Baseline Model Overall Evaluation
We can see from the plot above that the model tends to fail to predict outlier outage events, which suggests that there is an extraneous variable influencing the outage duration that is not given in our dataset. This is also supported by the low coefficient of determination, which suggests that the variance of the actual outage duration is not captured by the prediction model.
That being said, for the majority of outages the model’s performance is decent. Overall, we think that this model’s performance is good.
Final Model
After evaluating several modeling options, we retained the Gradient Boosting Regressor in the final pipeline due to its superior performance on key evaluation metrics, particularly RMSE and coefficient of determination. Despite some limitations in capturing all variance (as reflected by a lower coefficient of determination), the model consistently delivered low absolute prediction error, indicating strong predictive utility.
Gradient boosting effectively handled the dataset’s mix of numeric and categorical features, including engineered variables with skewed distributions and nonlinear effects.

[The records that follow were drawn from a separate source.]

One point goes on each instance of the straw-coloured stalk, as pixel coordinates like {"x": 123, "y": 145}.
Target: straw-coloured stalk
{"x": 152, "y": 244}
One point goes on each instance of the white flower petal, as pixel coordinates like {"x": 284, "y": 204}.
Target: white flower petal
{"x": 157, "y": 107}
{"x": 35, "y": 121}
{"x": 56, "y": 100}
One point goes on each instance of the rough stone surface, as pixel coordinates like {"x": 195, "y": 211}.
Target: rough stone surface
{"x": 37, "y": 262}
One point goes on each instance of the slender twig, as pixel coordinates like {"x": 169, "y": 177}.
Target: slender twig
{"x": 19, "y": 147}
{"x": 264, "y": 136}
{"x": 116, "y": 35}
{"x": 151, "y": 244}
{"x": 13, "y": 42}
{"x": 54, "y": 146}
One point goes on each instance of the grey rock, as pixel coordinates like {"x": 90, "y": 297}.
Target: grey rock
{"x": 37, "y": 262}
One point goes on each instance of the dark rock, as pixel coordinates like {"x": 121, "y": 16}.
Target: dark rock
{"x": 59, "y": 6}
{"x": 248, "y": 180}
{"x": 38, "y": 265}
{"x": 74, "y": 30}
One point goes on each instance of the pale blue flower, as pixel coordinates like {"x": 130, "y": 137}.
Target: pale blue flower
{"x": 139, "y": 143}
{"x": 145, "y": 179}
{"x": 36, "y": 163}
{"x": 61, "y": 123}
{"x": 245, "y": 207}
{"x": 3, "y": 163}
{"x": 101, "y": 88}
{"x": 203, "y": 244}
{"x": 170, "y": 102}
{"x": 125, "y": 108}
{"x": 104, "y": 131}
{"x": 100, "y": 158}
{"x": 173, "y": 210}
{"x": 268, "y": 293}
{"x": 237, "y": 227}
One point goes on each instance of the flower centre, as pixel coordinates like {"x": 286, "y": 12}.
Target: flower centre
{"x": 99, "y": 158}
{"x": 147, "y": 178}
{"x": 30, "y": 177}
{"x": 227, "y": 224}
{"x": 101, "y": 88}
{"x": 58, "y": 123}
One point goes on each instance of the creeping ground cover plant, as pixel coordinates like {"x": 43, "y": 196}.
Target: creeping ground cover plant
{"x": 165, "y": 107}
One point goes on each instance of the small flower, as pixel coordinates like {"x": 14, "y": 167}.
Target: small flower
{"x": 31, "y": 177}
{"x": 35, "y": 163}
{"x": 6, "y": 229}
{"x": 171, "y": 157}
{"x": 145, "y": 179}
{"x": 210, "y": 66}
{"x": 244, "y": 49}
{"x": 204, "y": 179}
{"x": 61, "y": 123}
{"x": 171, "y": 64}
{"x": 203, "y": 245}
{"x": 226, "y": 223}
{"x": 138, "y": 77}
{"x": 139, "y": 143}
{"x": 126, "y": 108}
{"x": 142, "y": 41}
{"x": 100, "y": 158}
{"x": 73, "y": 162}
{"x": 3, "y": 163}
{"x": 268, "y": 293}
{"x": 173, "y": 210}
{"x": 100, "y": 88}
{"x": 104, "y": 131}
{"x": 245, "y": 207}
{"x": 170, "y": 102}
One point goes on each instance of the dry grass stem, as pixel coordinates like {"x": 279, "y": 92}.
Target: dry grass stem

Its ability to model complex interactions between features made it especially well-suited to this multifactorial problem.
Engineered Features
Feature Name | Description | Justification |
---|---|---|
year_offset | Relative year from a baseline (e.g., 2000) | Captures long-term trends while avoiding large raw year values that can distort learning. |
had_hurricane | Binary flag for presence of a hurricane | Simplifies hurricane data and highlights its potential impact on outages. |
cause_combined | Combined category of general and detailed cause | Encodes richer information while reducing redundancy between related categorical features. |
popden_diff | Urban minus rural population density | Reflects demographic imbalance that may influence infrastructure vulnerability. |
demand_loss_log | Log-transformed demand loss (in megawatts) | Mitigates skew and reduces sensitivity to large outliers in demand loss data. |
is_peak_hour | Binary indicator for peak electricity usage hours | Helps model learn time-sensitive behavior, especially around demand and response prioritization. |
Final Model Results
The same hyperparameter grid and preprocessing steps were used as in the baseline model.
Parameter Selection
After performing a grid search with 5-fold cross-validation, the final model’s best parameters were:
n_estimators
: 200max_depth
: 3learning_rate
: 0.05min_samples_leaf
: 2min_samples_split
: 5 (changed from baseline model)
Performance Metrics
- RMSE: 102.00
- Coefficient of determination: 0.38
Performance Visualization
The following plot shows the final model’s performance for outage duration over time compared to the baseline model’s performance, along with the absolute error as before.
Final Model Overall Evaluation
The final model is only a slight improvement on the baseline model, with the coefficient of determination improving from 0.37 to 0.38 and the RMSE improving from 103 to 102.
That being said, we believe that the added features add additional robustness to the model, and that they will make it more generalizable to unseen data.
Conclusion
In this project, we set out to understand how the cause of a power outage affects its overall impact–specifically the number of customers affected and the time it takes to restore service. Through a combination of exploratory analysis and predictive modeling, we found that outages caused by severe weather tend to be more disruptive and longer-lasting than those from technical failures or other sources.
We trained a regression model to predict outage duration using only information that would be available at the time the outage begins. Our baseline model already showed reasonable performance, but after engineering a few additional features, like whether a hurricane was involved or how urban the affected area was. With these added features, we were able to reduce the prediction error even further.
While there’s still plenty of room for improvement, this project shows that it’s possible to make meaningful predictions about outage duration using static metadata alone. That kind of insight could be valuable for improving communication with customers and planning emergency responses more effectively.